Le 10 novembre 2018 on assistait à Abidjan à la publication du verdict devant dévoiler le lauréat 2018 du Prix Ivoire. À la tête du jury constitué pour la circonstance on retrouvait l’écrivaine camerounaise Werewere Liking, la plus ivoirienne des écrivains camerounais. Le dévolu a été jeté sur le romancier ivoirien Gauz pour son deuxième roman Camarade papa (2018 : Le nouvel Attila, France).

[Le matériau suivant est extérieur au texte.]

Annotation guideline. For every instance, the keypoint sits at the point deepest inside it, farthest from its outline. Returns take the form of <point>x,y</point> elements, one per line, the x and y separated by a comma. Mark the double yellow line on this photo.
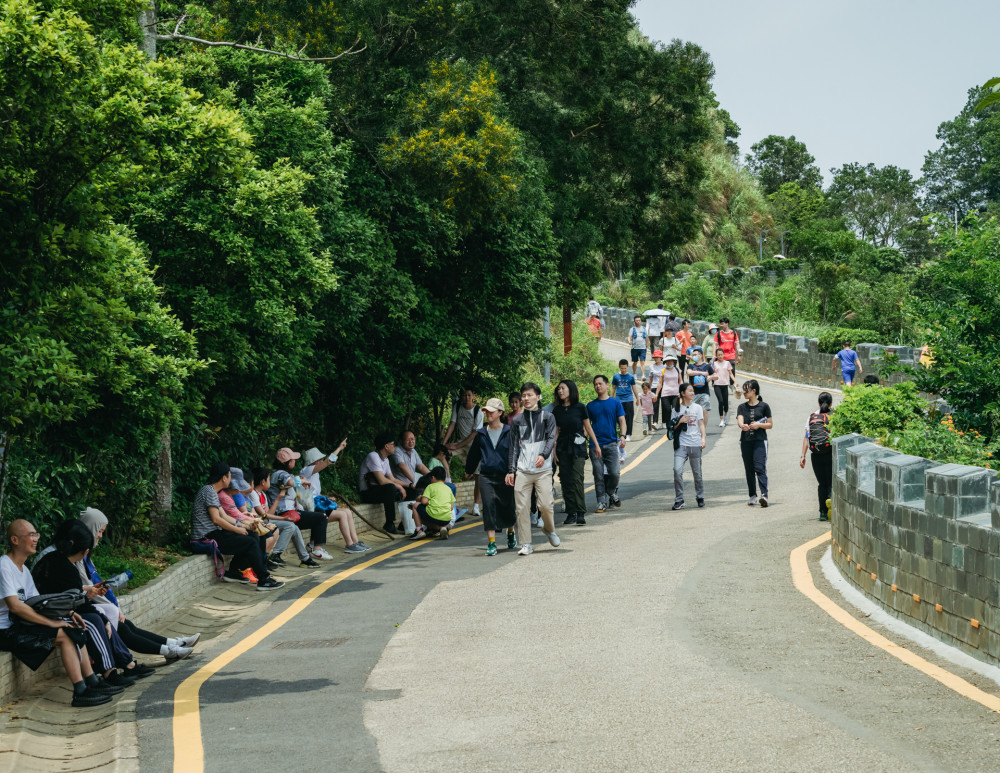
<point>189,752</point>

Il s’agit d’un récit teinté de sensibilité et d’humour qui explore l’inépuisable thème de la colonisation.

La particularité de Camarade papa c’est sans doute la dualité de regards qui caractérise l’esprit du roman : l’Europe vu par le noir, d’une part et l’Afrique vue par le blanc, d’autre part. Camarade papa c’est un récit historique, l’histoire d’un père et d’un fils communistes ; un fils qui quitte sa France natale et entreprend le voyage vers l’Afrique pour se comprendre, pour savoir d’où il tient les cheveux roux. Ce voyage donne lieu à la rencontre des cultures en Côte d’Ivoire et la dynamique de construction des identités l’intègre dans le chemin qu’il se fraie à travers l’histoire.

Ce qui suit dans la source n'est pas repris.